Nous avons donc répondu à la question de pourquoi une perturbation s’intensifie et quelle est la source d’énergie des cyclones extratropicaux. Il y a encore la question de la condition de l’existence d’un front dans la théorie du front polaire. Même si beaucoup de dépressions se forment le long d’un front existant, comme observé par les météorologues norvégiens à l’origine de la théorie du front polaire, il n’est pas nécessaire d’avoir un front existant pour former un cyclone extratropical. La différence de température moyenne entre les pôles et les tropiques représente suffisamment d’instabilité pour former une dépression. Il est clair que quand des différences de température horizontale plus grandes existent (c’est-à-dire le long d’un front), l’instabilité est plus élevée et la dépression s’intensifiera plus vite. Mais cela n’est pas une condition nécessaire.

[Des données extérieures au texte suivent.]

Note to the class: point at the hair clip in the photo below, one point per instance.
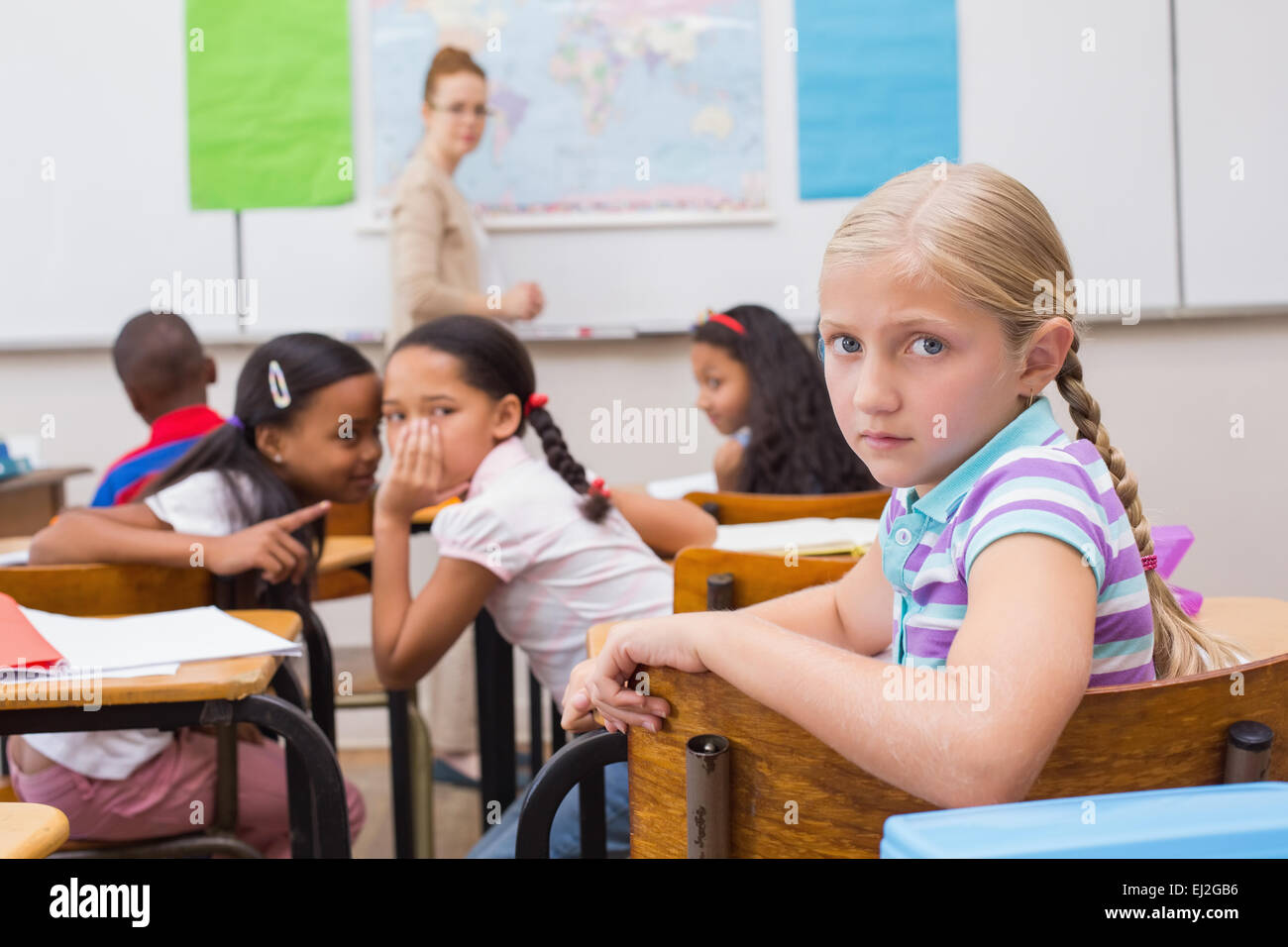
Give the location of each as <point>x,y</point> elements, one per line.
<point>535,401</point>
<point>726,321</point>
<point>277,385</point>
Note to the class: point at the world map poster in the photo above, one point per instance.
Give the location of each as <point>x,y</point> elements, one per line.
<point>610,108</point>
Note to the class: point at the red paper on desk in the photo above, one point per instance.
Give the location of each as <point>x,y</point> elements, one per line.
<point>21,644</point>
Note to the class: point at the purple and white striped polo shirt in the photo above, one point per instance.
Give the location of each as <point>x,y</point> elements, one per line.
<point>1028,478</point>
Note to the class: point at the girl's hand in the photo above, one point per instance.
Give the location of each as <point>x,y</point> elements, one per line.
<point>666,642</point>
<point>578,716</point>
<point>416,476</point>
<point>267,547</point>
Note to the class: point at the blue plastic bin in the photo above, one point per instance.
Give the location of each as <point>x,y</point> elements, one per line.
<point>1245,819</point>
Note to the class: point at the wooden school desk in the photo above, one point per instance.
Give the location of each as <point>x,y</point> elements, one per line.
<point>30,830</point>
<point>27,501</point>
<point>1119,740</point>
<point>217,692</point>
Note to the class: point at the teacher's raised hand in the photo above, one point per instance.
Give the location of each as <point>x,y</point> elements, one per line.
<point>522,302</point>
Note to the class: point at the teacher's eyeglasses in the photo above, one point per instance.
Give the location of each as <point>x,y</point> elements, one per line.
<point>460,110</point>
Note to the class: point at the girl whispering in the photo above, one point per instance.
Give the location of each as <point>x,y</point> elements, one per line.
<point>252,492</point>
<point>1005,545</point>
<point>540,543</point>
<point>763,389</point>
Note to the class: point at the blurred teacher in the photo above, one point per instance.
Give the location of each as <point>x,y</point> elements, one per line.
<point>442,261</point>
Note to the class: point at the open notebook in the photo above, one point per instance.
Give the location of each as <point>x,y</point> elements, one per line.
<point>807,536</point>
<point>137,644</point>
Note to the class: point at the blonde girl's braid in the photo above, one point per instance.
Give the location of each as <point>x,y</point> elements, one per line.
<point>991,243</point>
<point>1177,638</point>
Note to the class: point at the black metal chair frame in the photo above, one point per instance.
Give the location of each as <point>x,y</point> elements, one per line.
<point>318,808</point>
<point>580,763</point>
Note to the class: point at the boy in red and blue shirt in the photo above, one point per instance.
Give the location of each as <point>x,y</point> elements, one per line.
<point>165,373</point>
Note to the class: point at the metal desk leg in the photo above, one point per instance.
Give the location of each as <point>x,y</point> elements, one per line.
<point>321,674</point>
<point>494,671</point>
<point>318,767</point>
<point>299,797</point>
<point>399,762</point>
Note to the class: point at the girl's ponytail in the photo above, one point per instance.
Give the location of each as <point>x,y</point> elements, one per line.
<point>596,502</point>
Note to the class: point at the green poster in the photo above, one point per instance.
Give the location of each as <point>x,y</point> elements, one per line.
<point>268,103</point>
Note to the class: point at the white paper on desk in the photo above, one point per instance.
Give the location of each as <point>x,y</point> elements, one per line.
<point>805,535</point>
<point>146,641</point>
<point>8,676</point>
<point>675,487</point>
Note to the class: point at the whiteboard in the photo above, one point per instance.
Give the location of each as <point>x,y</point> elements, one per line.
<point>1233,93</point>
<point>94,99</point>
<point>1091,134</point>
<point>99,88</point>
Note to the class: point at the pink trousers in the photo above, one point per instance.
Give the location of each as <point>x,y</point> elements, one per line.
<point>160,797</point>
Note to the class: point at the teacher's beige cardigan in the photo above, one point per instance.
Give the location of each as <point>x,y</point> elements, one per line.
<point>436,263</point>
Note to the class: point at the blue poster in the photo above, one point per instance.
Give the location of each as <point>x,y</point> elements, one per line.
<point>876,90</point>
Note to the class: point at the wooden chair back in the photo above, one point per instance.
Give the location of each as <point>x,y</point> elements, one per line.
<point>730,508</point>
<point>351,518</point>
<point>795,796</point>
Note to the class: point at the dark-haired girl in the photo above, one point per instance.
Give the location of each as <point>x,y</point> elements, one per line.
<point>249,497</point>
<point>764,390</point>
<point>539,543</point>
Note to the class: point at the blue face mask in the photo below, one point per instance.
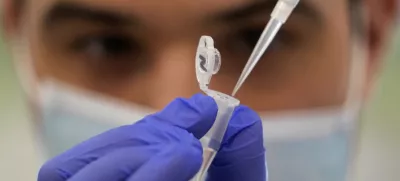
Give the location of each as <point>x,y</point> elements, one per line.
<point>303,146</point>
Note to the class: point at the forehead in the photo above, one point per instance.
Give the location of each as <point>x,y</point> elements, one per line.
<point>184,9</point>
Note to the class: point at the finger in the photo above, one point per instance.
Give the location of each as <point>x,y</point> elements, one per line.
<point>175,163</point>
<point>117,165</point>
<point>242,154</point>
<point>196,115</point>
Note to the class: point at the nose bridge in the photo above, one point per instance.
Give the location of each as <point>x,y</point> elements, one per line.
<point>173,74</point>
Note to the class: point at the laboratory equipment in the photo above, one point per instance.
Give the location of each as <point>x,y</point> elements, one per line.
<point>208,62</point>
<point>279,15</point>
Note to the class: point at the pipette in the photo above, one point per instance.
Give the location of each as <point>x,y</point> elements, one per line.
<point>208,62</point>
<point>279,15</point>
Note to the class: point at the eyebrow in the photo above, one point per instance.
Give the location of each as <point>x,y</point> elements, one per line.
<point>64,11</point>
<point>304,8</point>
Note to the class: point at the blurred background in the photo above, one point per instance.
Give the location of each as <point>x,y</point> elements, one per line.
<point>378,158</point>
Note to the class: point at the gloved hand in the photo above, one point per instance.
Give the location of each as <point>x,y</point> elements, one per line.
<point>164,146</point>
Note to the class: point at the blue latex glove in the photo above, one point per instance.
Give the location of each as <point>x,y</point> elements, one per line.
<point>164,146</point>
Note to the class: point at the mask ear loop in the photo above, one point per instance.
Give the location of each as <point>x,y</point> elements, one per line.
<point>354,100</point>
<point>29,82</point>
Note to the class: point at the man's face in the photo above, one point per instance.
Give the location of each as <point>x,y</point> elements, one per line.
<point>143,51</point>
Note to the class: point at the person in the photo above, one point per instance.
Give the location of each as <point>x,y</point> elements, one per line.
<point>89,66</point>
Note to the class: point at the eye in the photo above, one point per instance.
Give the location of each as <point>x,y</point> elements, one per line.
<point>106,46</point>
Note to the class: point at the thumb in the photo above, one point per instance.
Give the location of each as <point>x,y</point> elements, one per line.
<point>195,115</point>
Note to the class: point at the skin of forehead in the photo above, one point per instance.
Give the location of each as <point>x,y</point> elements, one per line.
<point>152,11</point>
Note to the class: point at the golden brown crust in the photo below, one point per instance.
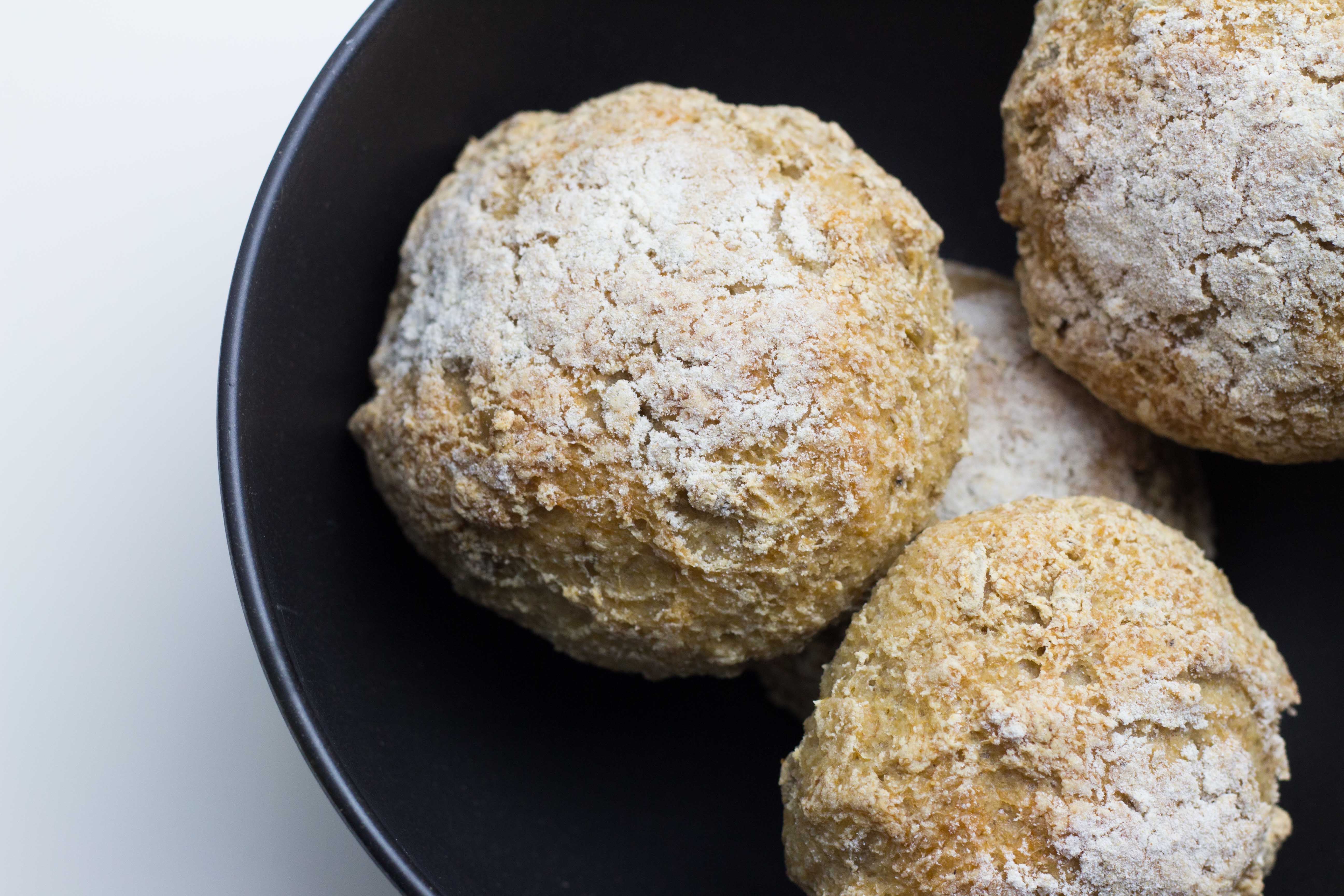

Exemple concret cette semaine : cyclogénèse dans l’Atlantique Nord

Étant donné que la différence de température entre les tropiques et les pôles est plus élevée pendant le semestre hivernale (car les pôles ne reçoivent pratiquement plus de soleil) et que l’énergie des cyclones extratropicaux se trouve dans ce contraste thermique, c’est entre octobre et mars que les dépressions sont les plus fréquentes et les plus intenses. Il suffit de regarder ce qu’il se passe actuellement dans l’Atlantique Nord pour y découvrir une foison de cyclogénèse de toute beauté. La Figure 3 montre la situation ce dimanche 20 novembre. Un front existant lié à une dépression entre le Groenland et l’Islande s’étire jusque sur la côte est du Canada, où se trouve un creux barométrique (une zone de basse pression). Cela représente le premier stade du modèle norvégien (Figure 1a). Seulement douze heures plus tard (Figure 4), une perturbation sous la forme d’une circulation cyclonique prend forme le long de ce front qui est désormais déformé : l’air froid se déplace vers le sud et l’air chaud vers le nord. C’est le stade de la perturbation selon la théorie du front polaire (Figure 1b). Six heures plus tard (Figure 5), la perturbation forme une dépression fermée : le cyclone extratropical est né ! Le front se déplace rapidement et un secteur chaud entre les deux fronts se forme : c’est le stade mature (Figure 2c). Trente-six heures plus tard (Figure 6), mardi à minuit, le cyclone est occlus et le centre de la dépression s’est éloigné du secteur chaud et se trouve désormais dans l’air froid : c’est le stade occlus (Figure 2d). Cette dépression a continué son chemin en direction de l’Europe et son front s’est pratiquement totalement occlus. Il se trouve, à l’heure où l’auteur de ce blog s’apprête à prendre congé de vous, juste au-dessus de nos têtes et nous amène des précipitations étendues. Voilà, vous savez maintenant comment une petite perturbation au nord-est du Canada a grandi en cyclone extratropical et vous apporte actuellement de la pluie ou de la neige, si vous avez la chance de vous trouver suffisamment en altitude.